Tuesday, 22 April 2014

Types of Data Marts

There are two basic types of data marts: dependent and independent. The categorization is based primarily on the data source that feeds the data mart. Dependent data marts draw data from a central data warehouse that has already been created. Independent data marts, in contrast, are standalone systems built by drawing data directly from operational or external sources of data, or both.

The main difference between independent and dependent data marts is how you populate the data mart; that is, how you get data out of the sources and into the data mart. This step, called the Extraction-Transformation-and Loading (ETL) process, involves moving data from operational systems, filtering it, and loading it into the data mart.

With dependent data marts, this process is somewhat simplified because formatted and summarized (clean) data has already been loaded into the central data warehouse. The ETL process for dependent data marts is mostly a process of identifying the right subset of data relevant to the chosen data mart subject and moving a copy of it, perhaps in a summarized form.

With independent data marts, however, you must deal with all aspects of the ETL process, much as you do with a central data warehouse. The number of sources is likely to be fewer and the amount of data associated with the data mart is less than the warehouse, given your focus on a single subject.

The motivations behind the creation of these two types of data marts are also typically different. Dependent data marts are usually built to achieve improved performance and availability, better control, and lower telecommunication costs resulting from local access of data relevant to a specific department. The creation of independent data marts is often driven by the need to have a solution within a shorter time.

What is Data Warehousing

What is Data Warehousing?


In computing, a data warehouse (DW, DWH), or an enterprise data warehouse (EDW), is a database used for reporting and data analysis. Integrating data from one or more disparate sources creates a central repository of data, a data warehouse (DW). Data warehouses store current and historical data and are used for creating trending reports for senior management reporting such as annual and quarterly comparisons.

The data stored in the warehouse is uploaded from the operational systems (such as marketing, sales, etc., shown in the figure to the right). The data may pass through an operational data store for additional operations before it is used in the DW for reporting.

The typical extract-transform-load (ETL)-based data warehouse uses staging, data integration, and access layers to house its key functions. The staging layer or staging database stores raw data extracted from each of the disparate source data systems. The integration layer integrates the disparate data sets by transforming the data from the staging layer often storing this transformed data in an operational data store (ODS) database. The integrated data are then moved to yet another database, often called the data warehouse database, where the data is arranged into hierarchical groups often called dimensions and into facts and aggregate facts. The combination of facts and dimensions is sometimes called a star schema. The access layer helps users retrieve data.
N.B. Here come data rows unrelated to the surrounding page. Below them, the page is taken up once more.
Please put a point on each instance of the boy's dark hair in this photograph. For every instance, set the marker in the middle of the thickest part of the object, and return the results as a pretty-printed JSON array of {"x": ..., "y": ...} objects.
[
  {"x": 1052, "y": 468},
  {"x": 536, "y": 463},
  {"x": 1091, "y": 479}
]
A data warehouse constructed from integrated data source systems does not require ETL, staging databases, or operational data store databases. The integrated data source systems may be considered to be a part of a distributed operational data store layer. Data federation methods or data virtualization methods may be used to access the distributed integrated source data systems to consolidate and aggregate data directly into the data warehouse database tables. Unlike the ETL-based data warehouse, the integrated source data systems and the data warehouse are all integrated since there is no transformation of dimensional or reference data. This integrated data warehouse architecture supports
the drill down from the aggregate data of the data warehouse to the transactional data of the integrated source data systems.

A data mart is a small data warehouse focused on a specific area of interest. Data warehouses can be subdivided into data marts for improved performance and ease of use within that area. Alternatively, an organization can create one or more data marts as first steps towards a larger and more complex enterprise data warehouse.